Thursday’s initial claims data will be the first insight into the front edge of the labor disruption posed by the COVID-19 pandemic. For historical context, the highest level of initial claims filed in a week is 695,000, which occurred in October of 1982, just before the trough of the recession of the early 80s. According to the Bureau of Labor Statistics, in February there were 12.3 million workers in the food-service industry. There were over 2 million in the accommodations industries. There are over 2 million workers whose jobs are to provide services to buildings and dwellings, such as janitors. These industries are clearly and directly affected. While it is implausible that these jobs would entirely disappear, these industries face direct exposure to the shuttering of gathering spots. Beyond these industries, knock-on effects will cascade throughout the economy. The stoppage of major automakers’ assembly lines tomorrow is a key example.
Early indications suggest that these disruptions will show up tomorrow. Ohio will reportedly see upwards of 45,000 new claims – over 6 times the 6,500 initial claims filed in the week prior. Ohio is home to between 3 and 4 percent of national employment.
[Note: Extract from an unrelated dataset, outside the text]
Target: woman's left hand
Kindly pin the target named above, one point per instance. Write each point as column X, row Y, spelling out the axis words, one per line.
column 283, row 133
To be sure, the governor of Ohio has been forward-leaning in his public health interventions, which has accelerated the labor disruptions somewhat. But similar disruptions will eventually confront all elements of the U.S. economy. Tomorrow’s initial claims data will bear some of this out. If tomorrow is not the highest levels of initial claims on record, it will likely follow in the weeks to come.
In the major crises this century, Americans have faced no real constraints on their behavior – new travel inconveniences notwithstanding. To be sure, 9/11 exposed Americans to the global reach of terrorism in the 21st century, while the Great Recession forced millions into hardship. But you could still walk into a Walmart without restriction or fear. That isn’t true anymore.